I caught a hint of something in the last part of his comment: for her age.

Excitement? Triumph? Like he knew she was just a kid, knew it would push my buttons to talk about her like she wasn’t.

I turned to face him, the dripping cup still in my hand. “Yeah well, she’s only fifteen. Sounds like you know that.”

He nodded. “Totally. But we like nurturing… young talent at Cantwell.”

“Young talent?”

“Yeah, we have all kinds of internships and stuff.” His words were light, his tone casual, but his eyes were cold. “I mean, look at you!”

“I’m twenty,” I said.

“Fifteen, twenty.” He shrugged. “Whatever.”
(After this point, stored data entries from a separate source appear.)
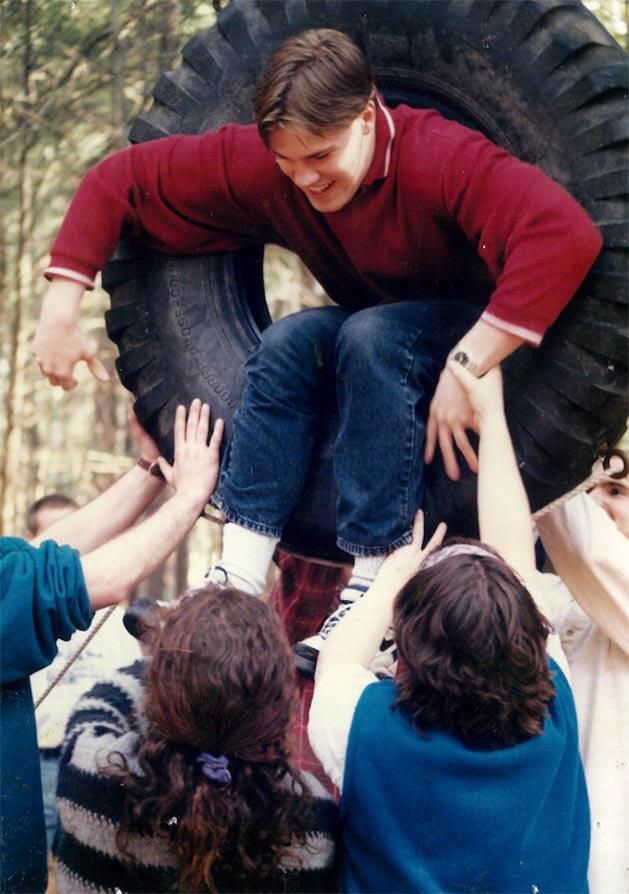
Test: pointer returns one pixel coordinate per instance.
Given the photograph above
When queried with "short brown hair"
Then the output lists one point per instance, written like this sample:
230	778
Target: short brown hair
317	81
472	647
49	501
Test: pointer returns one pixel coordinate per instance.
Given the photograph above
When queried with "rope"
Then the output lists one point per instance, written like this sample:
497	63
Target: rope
66	667
585	485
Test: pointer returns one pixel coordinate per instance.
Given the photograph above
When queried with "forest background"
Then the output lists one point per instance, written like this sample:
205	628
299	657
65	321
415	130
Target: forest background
75	74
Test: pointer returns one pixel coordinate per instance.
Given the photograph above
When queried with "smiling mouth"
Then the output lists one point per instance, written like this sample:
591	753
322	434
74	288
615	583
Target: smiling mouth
318	190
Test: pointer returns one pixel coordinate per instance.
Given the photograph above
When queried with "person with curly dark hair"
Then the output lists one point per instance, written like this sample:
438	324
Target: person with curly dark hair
177	773
463	773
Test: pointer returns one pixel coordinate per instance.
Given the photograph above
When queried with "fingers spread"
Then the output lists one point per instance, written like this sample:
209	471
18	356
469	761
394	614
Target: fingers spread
418	527
437	537
204	423
447	450
463	443
431	439
193	420
97	369
217	435
180	427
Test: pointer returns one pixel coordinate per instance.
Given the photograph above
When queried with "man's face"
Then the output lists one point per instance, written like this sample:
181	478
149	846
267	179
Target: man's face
612	495
329	167
48	515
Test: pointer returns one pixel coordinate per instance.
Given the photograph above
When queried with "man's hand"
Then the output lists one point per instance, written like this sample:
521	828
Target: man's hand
449	416
484	395
194	472
147	448
59	342
401	565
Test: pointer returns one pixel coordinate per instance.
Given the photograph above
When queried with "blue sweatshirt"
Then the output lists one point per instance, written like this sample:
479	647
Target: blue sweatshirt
43	599
428	814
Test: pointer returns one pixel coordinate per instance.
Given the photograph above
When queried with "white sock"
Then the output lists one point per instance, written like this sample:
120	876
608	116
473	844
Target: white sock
246	557
363	575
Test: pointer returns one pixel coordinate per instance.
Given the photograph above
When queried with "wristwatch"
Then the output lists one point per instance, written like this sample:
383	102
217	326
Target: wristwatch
465	360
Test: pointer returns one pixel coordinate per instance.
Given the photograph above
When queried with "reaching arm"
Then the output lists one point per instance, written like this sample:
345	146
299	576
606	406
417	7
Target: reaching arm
59	342
117	508
504	515
114	569
356	637
451	413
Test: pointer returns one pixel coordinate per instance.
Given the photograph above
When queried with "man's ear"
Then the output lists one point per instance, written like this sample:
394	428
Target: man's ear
368	116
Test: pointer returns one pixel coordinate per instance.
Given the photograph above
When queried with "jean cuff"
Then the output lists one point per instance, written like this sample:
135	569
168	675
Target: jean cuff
358	550
236	518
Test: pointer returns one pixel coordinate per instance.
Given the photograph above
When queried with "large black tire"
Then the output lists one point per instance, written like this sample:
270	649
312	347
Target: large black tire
539	77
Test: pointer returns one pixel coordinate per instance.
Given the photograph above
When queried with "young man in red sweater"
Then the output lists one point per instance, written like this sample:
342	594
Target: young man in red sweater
430	239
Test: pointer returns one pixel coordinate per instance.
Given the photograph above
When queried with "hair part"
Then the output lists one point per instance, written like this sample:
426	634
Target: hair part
221	679
316	81
472	645
48	501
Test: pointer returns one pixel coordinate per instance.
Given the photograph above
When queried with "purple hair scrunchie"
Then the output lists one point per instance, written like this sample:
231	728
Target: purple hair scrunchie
214	768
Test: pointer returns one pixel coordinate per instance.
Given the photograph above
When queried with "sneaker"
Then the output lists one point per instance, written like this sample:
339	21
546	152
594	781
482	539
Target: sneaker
216	574
384	665
307	651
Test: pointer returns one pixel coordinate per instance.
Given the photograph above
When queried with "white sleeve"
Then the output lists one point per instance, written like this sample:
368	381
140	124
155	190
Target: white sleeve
335	698
592	557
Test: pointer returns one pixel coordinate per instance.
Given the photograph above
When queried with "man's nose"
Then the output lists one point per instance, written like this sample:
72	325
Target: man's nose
304	177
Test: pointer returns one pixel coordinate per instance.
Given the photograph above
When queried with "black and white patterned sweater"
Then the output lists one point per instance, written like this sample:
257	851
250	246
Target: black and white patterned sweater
91	807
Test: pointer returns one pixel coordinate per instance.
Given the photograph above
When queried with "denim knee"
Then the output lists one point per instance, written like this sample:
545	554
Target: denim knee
299	344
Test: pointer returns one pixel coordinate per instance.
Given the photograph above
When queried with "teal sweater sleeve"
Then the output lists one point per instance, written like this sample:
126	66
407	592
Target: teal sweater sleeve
43	599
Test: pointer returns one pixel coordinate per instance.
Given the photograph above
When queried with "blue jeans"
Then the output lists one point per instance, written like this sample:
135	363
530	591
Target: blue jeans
379	367
49	764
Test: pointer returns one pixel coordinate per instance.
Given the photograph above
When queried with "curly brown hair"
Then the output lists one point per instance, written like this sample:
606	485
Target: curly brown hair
221	679
472	647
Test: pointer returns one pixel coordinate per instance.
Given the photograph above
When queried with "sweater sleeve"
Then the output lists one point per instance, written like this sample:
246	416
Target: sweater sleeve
537	242
43	599
592	558
179	195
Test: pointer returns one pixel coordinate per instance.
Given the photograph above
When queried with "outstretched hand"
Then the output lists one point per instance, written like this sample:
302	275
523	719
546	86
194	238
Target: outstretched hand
196	463
449	416
484	394
147	448
402	564
59	342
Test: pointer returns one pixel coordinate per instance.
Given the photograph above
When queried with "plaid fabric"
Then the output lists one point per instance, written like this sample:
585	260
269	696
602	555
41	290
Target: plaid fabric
303	596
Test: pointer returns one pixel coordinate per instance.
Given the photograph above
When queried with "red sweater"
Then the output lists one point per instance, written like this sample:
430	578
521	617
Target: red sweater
442	212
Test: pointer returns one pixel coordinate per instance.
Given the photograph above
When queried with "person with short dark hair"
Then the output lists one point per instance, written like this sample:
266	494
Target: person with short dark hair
52	586
177	773
47	510
430	239
463	773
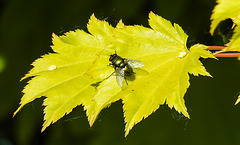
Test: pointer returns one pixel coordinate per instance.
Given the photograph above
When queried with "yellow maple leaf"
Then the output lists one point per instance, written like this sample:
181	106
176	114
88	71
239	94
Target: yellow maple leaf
78	73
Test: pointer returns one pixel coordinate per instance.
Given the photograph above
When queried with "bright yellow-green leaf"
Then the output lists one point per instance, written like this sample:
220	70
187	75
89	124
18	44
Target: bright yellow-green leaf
79	72
223	10
234	44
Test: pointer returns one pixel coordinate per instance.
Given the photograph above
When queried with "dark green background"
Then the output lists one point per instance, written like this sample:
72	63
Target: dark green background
25	34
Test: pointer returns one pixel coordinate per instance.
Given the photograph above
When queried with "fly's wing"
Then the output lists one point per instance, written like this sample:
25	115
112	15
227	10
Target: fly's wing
134	63
119	76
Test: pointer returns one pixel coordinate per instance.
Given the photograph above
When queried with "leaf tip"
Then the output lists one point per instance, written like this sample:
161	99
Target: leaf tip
238	100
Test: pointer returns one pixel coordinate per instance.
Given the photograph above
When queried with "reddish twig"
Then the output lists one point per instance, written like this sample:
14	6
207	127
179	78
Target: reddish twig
215	47
227	55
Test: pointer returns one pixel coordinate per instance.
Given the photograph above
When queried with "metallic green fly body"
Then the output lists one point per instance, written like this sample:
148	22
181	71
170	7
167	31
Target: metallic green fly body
123	67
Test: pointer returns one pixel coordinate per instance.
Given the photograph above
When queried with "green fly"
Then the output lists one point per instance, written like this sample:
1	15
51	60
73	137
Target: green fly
123	67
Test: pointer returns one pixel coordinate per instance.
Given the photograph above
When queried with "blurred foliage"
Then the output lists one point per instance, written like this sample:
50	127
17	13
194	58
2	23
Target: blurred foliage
25	34
2	63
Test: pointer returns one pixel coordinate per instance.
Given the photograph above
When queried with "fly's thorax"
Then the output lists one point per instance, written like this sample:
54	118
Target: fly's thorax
128	71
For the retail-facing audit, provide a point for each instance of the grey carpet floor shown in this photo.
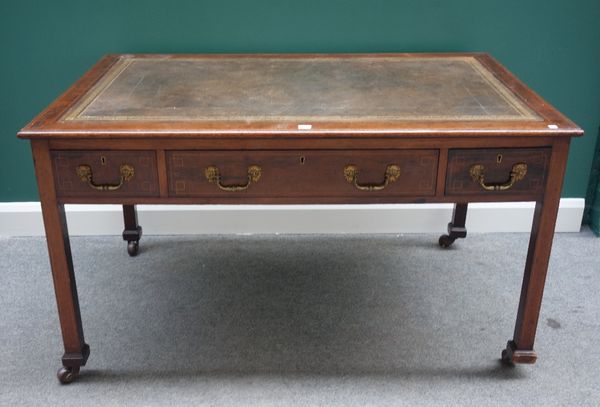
(377, 320)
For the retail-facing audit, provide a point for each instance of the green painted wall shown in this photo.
(553, 45)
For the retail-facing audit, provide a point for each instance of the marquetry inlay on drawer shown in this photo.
(95, 173)
(497, 171)
(325, 173)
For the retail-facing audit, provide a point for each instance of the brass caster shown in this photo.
(446, 241)
(67, 375)
(133, 247)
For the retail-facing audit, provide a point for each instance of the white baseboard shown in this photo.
(24, 218)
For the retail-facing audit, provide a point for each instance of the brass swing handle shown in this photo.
(517, 173)
(214, 176)
(84, 172)
(392, 173)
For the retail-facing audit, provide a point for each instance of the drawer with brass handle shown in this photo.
(497, 171)
(325, 173)
(96, 173)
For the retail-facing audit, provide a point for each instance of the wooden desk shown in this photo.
(318, 129)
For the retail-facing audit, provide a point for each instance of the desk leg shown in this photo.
(456, 228)
(520, 348)
(133, 231)
(59, 250)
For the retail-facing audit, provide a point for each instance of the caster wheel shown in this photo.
(67, 375)
(506, 358)
(446, 241)
(133, 247)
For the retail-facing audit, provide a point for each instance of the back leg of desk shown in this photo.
(456, 228)
(133, 232)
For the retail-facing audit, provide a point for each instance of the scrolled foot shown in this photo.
(67, 375)
(446, 241)
(512, 355)
(133, 247)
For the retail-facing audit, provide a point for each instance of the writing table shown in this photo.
(298, 129)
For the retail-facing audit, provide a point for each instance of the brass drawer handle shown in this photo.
(392, 172)
(214, 176)
(517, 173)
(84, 172)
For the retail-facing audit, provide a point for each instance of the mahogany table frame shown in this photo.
(47, 134)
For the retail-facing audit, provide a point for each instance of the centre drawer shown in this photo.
(331, 173)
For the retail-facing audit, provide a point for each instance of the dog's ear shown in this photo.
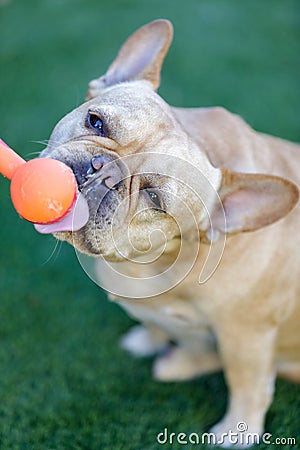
(140, 57)
(252, 201)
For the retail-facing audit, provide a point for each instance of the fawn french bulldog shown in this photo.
(165, 183)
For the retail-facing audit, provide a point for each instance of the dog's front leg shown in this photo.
(248, 361)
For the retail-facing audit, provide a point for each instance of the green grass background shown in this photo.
(64, 382)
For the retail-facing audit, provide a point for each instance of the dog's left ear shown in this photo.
(140, 58)
(252, 201)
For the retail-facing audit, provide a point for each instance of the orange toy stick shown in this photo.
(43, 190)
(9, 160)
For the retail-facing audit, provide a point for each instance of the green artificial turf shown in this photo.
(64, 382)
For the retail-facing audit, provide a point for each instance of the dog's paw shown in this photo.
(140, 341)
(235, 434)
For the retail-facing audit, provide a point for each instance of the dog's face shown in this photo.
(124, 148)
(130, 157)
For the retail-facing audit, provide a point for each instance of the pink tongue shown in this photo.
(76, 219)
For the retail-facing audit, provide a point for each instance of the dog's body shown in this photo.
(244, 318)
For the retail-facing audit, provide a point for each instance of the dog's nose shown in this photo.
(97, 162)
(102, 168)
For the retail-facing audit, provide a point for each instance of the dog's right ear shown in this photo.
(140, 58)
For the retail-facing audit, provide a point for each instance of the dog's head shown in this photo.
(140, 171)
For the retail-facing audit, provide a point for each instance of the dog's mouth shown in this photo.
(99, 185)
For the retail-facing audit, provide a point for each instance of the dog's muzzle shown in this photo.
(94, 180)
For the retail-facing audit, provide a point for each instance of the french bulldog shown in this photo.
(194, 227)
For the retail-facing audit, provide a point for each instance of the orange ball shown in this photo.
(43, 190)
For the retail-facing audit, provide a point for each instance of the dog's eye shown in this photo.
(154, 198)
(95, 122)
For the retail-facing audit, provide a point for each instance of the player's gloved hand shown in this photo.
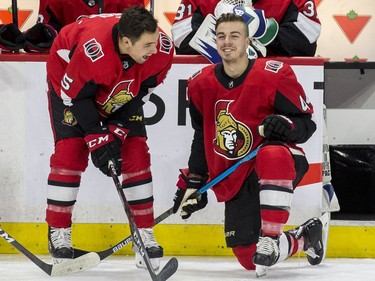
(104, 143)
(184, 198)
(276, 128)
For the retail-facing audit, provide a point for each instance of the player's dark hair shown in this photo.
(135, 21)
(229, 17)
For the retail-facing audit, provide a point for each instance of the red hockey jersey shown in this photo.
(85, 54)
(228, 111)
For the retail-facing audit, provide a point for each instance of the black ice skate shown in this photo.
(311, 231)
(266, 255)
(60, 244)
(154, 250)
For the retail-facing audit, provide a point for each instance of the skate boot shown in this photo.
(60, 244)
(266, 255)
(154, 250)
(311, 232)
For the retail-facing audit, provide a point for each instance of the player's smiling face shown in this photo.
(231, 40)
(145, 47)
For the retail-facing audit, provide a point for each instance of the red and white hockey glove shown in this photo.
(276, 128)
(104, 143)
(184, 198)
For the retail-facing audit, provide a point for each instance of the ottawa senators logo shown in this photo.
(233, 139)
(120, 95)
(69, 118)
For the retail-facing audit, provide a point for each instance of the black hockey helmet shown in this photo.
(39, 38)
(11, 38)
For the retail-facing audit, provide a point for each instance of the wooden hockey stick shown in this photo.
(171, 267)
(82, 263)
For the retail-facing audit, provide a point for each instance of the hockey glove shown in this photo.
(276, 128)
(184, 198)
(104, 144)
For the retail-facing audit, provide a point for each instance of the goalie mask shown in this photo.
(11, 38)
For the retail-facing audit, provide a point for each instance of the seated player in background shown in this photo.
(54, 15)
(298, 32)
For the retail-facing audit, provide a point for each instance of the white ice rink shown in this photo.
(121, 268)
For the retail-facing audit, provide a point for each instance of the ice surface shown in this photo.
(121, 268)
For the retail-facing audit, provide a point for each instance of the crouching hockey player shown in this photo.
(101, 70)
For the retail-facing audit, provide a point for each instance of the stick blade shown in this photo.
(168, 270)
(81, 263)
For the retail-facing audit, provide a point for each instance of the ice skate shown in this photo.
(266, 255)
(60, 244)
(154, 250)
(311, 231)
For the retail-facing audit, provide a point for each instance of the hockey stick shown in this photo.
(15, 12)
(84, 262)
(106, 253)
(171, 267)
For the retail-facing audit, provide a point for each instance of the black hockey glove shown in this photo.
(276, 128)
(104, 143)
(184, 198)
(39, 38)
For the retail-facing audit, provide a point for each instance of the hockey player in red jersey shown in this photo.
(236, 106)
(299, 26)
(101, 70)
(59, 13)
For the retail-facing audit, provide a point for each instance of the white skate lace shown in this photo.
(148, 237)
(61, 237)
(267, 246)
“No,” I said, matching the coldness in his voice. “It’s not whatever. Ruth is a kid.”

He held up his hands in a gesture of surrender. “I get you. It’s good that you’re protective of your little sister. I’ll be a perfect gentleman when I give her the tour.” He held up two fingers. “Scout’s honor.”

“What tour?”

“The tour of the construction site. She seems really interested in how the place is going to be laid out, especially how the private villas are being built in the woods around the main hotel and spa.” He shrugged. “I told her I’d give her a tour. Seems only right to… nurture her natural curiosity.”

Two months ago I might have slinked off in fear, lost sleep over what he was saying.

What he was threatening.

And okay, I was still going to lose sleep. But I wasn’t the same person I’d been two months ago. Maybe it was being kidnapped or finding out my dad was a piece-of-shit human trafficker. Maybe it was going to the gym and finally feeling comfortable in my body.

Whatever it was, I wasn’t going to stand here and listen to Gray Cantwell make suggestive comments about my fifteen-year-old sister without calling him out.

“Listen, you fucked with me and got away with it. I should have said yes when your dad asked if I wanted you reassigned. That’s on me. But if you come within ten feet of my sister, you’ll live to regret it.”

He smiled, but there was no warmth in it, just a dark glint of evil that made my blood run cold. “Do you think I’m scared of you?”

I held his gaze. “Maybe not, but you should be.”

There was a long pause where the silence in the kitchen felt thick as molasses.

Then Gray laughed. “You think you can hurt me? Why would I be scared of a sheltered princess like you, all alone and only here because Daddy got her the job?”

Once upon a time, the words would have stung because they’d been true.

But I wasn’t as sheltered as Gray thought.

Not anymore. I’d lost too much, and so had Ruth.

“I’m not the only one who’s here because Daddy got me the job,” I said, putting the cup in the drying rack and walking past him. “And I’m not alone.”